アーチェリー選手の山本 博氏(撮影:山口絋)

 70メートル先の直径122センチの標的を射抜く。手元のわずかなブレが、数十センチもの誤差を生むアーチェリーの世界で、山本博氏は61歳の今もなお現役選手として競技の場に立ち続けている。アテネ五輪で銀メダルを獲得し「中年の星」と称えられてからすでに20年。ビジネスの現場と同様、その間、環境と時代は幾度も変化した。その変化も味方につけて活躍を続ける、山本氏の発想法を聞いた。(前編/全2回)

モチベーションとは自分への期待

――アーチェリー選手として頂点を極めた山本さんが、還暦を過ぎた今も現役を続けていることに驚かされます。

山本 博/アーチェリー選手

横浜市立保土ヶ谷中学校1年からアーチェリーを始め、学生時代はインターハイ3連覇、インカレ4連覇。日本体育大学在学中にロサンゼルス五輪で銅メダルを獲得し、2004年のアテネ五輪では41歳で銀メダルを獲得した。オリンピック5大会に出場。現在は日本体育大学教授 博士(医学)、東京都スポーツ協会会長、東京オリンピック・パラリンピック競技委員会顧問会議顧問。2016年には右肩の筋断裂の手術を受け、2020年には右腕のしびれに悩まされ、「胸郭出口症候群」と診断されるも、左右の第一肋骨を切除する手術を受け、現在も現役選手として活躍する。
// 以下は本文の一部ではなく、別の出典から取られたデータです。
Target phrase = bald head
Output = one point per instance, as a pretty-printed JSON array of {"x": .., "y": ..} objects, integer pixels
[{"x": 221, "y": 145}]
山本博氏(以下敬称略) 先日ちょうど国民スポーツ大会の東京都選考会があったのですが、このレベルの大会では人生初の3位通過でした。自分はここまで落ちてきているか、と…悔しいし、情けないですね。

 今日は朝病院に行って診察してもらって、このインタビューの直前までここ(日本体育大学)で練習していました。体がギブアップしない限りは現役を続けるつもりです。

――現役を続けるモチベーションはどこから来るのでしょうか。

山本 モチベーションというのは、すなわち自分への期待ですよね。まだ選手として上昇する可能性があると期待しているんです。「こういうことができればまだ戦えるな」という明確なイメージがある。

 これまで積み重ねてきた経験や、体の調子などを見ながら、「今日の練習ではこんなことをやってみたらどうだろう?」と仮説を立て、実行する。それを繰り返すことで、次の本戦では1位、2位通過の選手を圧倒できるのではないか──そう自分に期待しながら日々練習しています。